Trump criticized Ireland last week for providing tax benefits to pharmaceutical corporations, which he said contributed to a “massive deficit.” A request for comment was not immediately answered by White House officials. The European Commission refrained from providing a statement.

As governments fought over materials used in vaccinations and protective gear, the COVID-19 epidemic brought to light the U.S. and EU’s reliance on China and India for raw ingredients to create essential medications and hospital supplies.

Since then, a lot of big pharmaceutical companies have tried to separate their supply chains for the Chinese and Western markets. However, according to a number of the individuals, the idea of cutting off production linkages between the U.S. and Europe was not given any thought.

Located in Indianapolis According to multiple sources, Eli Lilly (LLY.N) recently revealed plans to invest at least $27 billion in four new manufacturing facilities in the United States, but many pharmaceutical companies would find it challenging to follow suit.

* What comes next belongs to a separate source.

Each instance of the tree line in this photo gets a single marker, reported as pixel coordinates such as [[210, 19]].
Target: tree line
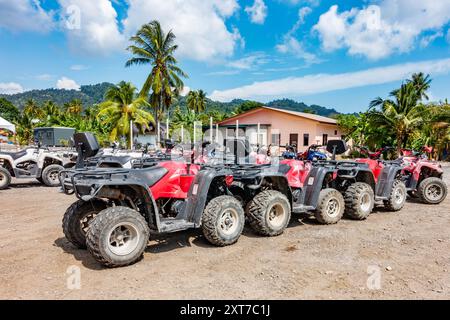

According to industry trade association PhRMA, the cost of constructing a new production facility in the United States can reach $2 billion, and it may take five to ten years until it is operational, including time and expenses associated with meeting regulatory standards.

According to a senior executive from one of the European pharmaceutical companies, establishing a manufacturing process that is entirely headquartered in the United States would need funding to be diverted from future medication research, which is equivalent to “fixing something that is not broken.”